Per Lula è una questione di indipendenza per l’intero continente. “Se Dio vuole, creeremo una moneta comune per l’America Latina, per non dipendere dal dollaro”. E’ la proposta di Luiz Inacio Lula da Silva, candidato alle prossime elezioni presidenziali brasiliane.
Si dovrebbe chiamare Sur (Sud in spagnolo) e si tratterebbe di una moneta digitale complementare (non stampata) per i flussi commerciali e finanziari dell’intero continente “emessa da una banca centrale sudamericana, con una capitalizzazione iniziale fatta dai paesi membri, proporzionale alle rispettive quote nel commercio del continente”. I Paesi del Sud America, anziché usare il dollaro, userebbero la valuta digitale (sarebbero liberi di adottarla a livello nazionale o mantenere le loro valute) assegnandogli parte delle proprie riserve di valuta estera, e il tasso di cambio con le varie valute dell’America Latina sarebbe variabile.
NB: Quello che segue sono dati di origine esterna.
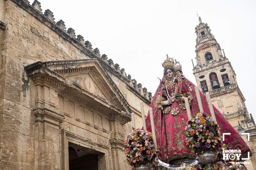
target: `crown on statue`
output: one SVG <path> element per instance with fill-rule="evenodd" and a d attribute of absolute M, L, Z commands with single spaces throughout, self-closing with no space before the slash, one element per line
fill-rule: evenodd
<path fill-rule="evenodd" d="M 180 62 L 178 61 L 176 61 L 175 59 L 175 64 L 174 65 L 174 70 L 175 71 L 177 71 L 178 70 L 181 70 L 181 65 L 180 63 Z"/>
<path fill-rule="evenodd" d="M 173 67 L 174 65 L 174 60 L 172 57 L 169 57 L 168 54 L 166 55 L 166 59 L 165 60 L 163 63 L 162 63 L 162 66 L 164 68 L 167 66 L 170 66 L 172 67 Z"/>

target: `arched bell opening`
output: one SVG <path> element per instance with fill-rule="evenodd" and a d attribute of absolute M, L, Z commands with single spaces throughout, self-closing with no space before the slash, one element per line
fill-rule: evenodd
<path fill-rule="evenodd" d="M 213 59 L 213 58 L 212 58 L 212 53 L 210 52 L 208 52 L 205 53 L 204 55 L 204 57 L 205 57 L 206 61 L 209 61 Z"/>
<path fill-rule="evenodd" d="M 209 76 L 212 89 L 214 90 L 219 88 L 219 83 L 216 73 L 214 72 L 211 73 L 210 73 Z"/>
<path fill-rule="evenodd" d="M 208 91 L 208 86 L 206 83 L 206 81 L 205 80 L 202 81 L 200 82 L 201 84 L 201 87 L 202 88 L 202 90 L 204 93 L 205 93 Z"/>
<path fill-rule="evenodd" d="M 221 77 L 222 78 L 222 81 L 223 82 L 223 84 L 224 84 L 224 86 L 227 86 L 230 85 L 230 82 L 229 82 L 229 76 L 228 76 L 227 74 L 225 74 L 222 75 Z"/>

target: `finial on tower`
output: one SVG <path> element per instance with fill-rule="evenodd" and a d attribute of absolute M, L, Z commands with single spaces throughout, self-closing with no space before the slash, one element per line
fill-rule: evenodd
<path fill-rule="evenodd" d="M 201 17 L 199 16 L 198 16 L 198 14 L 197 13 L 197 17 L 198 17 L 198 19 L 199 20 L 199 22 L 200 23 L 202 23 L 202 20 L 201 19 Z"/>
<path fill-rule="evenodd" d="M 226 58 L 226 55 L 225 55 L 225 53 L 224 52 L 224 49 L 222 49 L 222 51 L 223 51 L 223 54 L 224 55 L 224 58 Z"/>
<path fill-rule="evenodd" d="M 192 64 L 193 64 L 193 69 L 194 69 L 195 68 L 195 66 L 194 66 L 194 62 L 193 62 L 193 59 L 191 59 L 191 60 L 192 61 Z"/>

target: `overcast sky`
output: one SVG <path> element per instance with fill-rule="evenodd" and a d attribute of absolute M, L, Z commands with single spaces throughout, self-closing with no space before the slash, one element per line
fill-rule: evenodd
<path fill-rule="evenodd" d="M 256 121 L 256 1 L 39 1 L 43 12 L 50 9 L 55 21 L 62 20 L 153 95 L 166 54 L 180 62 L 196 84 L 191 59 L 195 64 L 197 11 L 224 49 Z"/>

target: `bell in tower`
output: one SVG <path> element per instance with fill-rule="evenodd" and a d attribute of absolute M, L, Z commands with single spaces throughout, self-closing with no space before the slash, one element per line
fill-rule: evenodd
<path fill-rule="evenodd" d="M 212 88 L 214 89 L 219 88 L 220 86 L 218 81 L 217 75 L 215 73 L 211 73 L 210 75 L 210 80 L 212 83 Z"/>

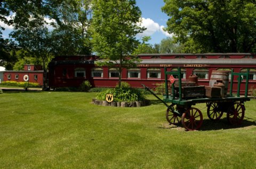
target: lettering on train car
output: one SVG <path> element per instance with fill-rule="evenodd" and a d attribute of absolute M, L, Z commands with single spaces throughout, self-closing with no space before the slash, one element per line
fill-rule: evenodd
<path fill-rule="evenodd" d="M 149 65 L 148 64 L 138 64 L 137 67 L 148 67 L 149 66 Z"/>
<path fill-rule="evenodd" d="M 202 64 L 185 64 L 184 67 L 203 67 Z"/>
<path fill-rule="evenodd" d="M 160 64 L 159 66 L 160 67 L 172 67 L 172 64 Z"/>

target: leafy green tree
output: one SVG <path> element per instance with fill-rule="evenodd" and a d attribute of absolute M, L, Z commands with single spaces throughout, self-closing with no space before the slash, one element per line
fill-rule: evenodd
<path fill-rule="evenodd" d="M 90 54 L 92 21 L 91 0 L 66 0 L 55 12 L 61 22 L 52 23 L 51 32 L 58 55 Z"/>
<path fill-rule="evenodd" d="M 167 38 L 161 40 L 159 50 L 161 53 L 180 53 L 182 46 L 175 43 L 172 38 Z"/>
<path fill-rule="evenodd" d="M 255 51 L 254 0 L 164 2 L 162 11 L 170 17 L 166 30 L 181 44 L 194 47 L 193 51 Z"/>
<path fill-rule="evenodd" d="M 141 38 L 141 43 L 138 45 L 138 48 L 134 50 L 134 55 L 138 54 L 153 53 L 152 45 L 147 43 L 151 39 L 149 36 L 145 36 Z"/>
<path fill-rule="evenodd" d="M 93 51 L 101 58 L 99 65 L 116 67 L 121 86 L 123 68 L 135 66 L 132 55 L 139 44 L 137 33 L 145 30 L 138 25 L 141 12 L 135 0 L 92 0 Z"/>

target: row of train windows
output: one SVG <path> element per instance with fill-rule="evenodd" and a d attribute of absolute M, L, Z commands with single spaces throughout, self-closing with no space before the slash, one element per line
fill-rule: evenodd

Attualmente tutti prezzi delle materie prime sono valutati in dollari. Uno stato del Sud America che volesse acquistare tali risorse deve inevitabilmente pagare in dollari. Con il Sur si rafforzerebbe la sovranità economica del continente e allo stesso tempo si indebolirebbe la sua dipendenza dagli Stati Uniti.
L’idea di una moneta unica latinoamericana è stata ideata dall’economista Gabriel Galípolo, ex presidente del Banco Fator, che ha collaborato al programma di governo di Lula. In un recente articolo pubblicato sul quotidiano Folha de S.Paulo, a firma dell’economista e dell’ex sindaco di San Paolo Fernando Haddad, entrambi ne promuovono l’attuazione, in un modello simile all’euro europeo, come mezzo per aumentare l’integrazione regionale e il rafforzamento della sovranità monetaria del continente.
Nel frattempo, Lula ha anche espresso l’intenzione di rafforzare i legami con l’Africa; “Daremo priorità al nostro rapporto con il continente africano, perché il Brasile ha un debito da pagare con l’Africa, questo debito brasiliano non si misura in denaro, si misura in solidarietà, nel trasferimento di tecnologia. Il Brasile ha un obbligo in fin dei conti, sono stati 350 anni di sfruttamento dei neri. Siamo quello che siamo perché siamo sangue africano”.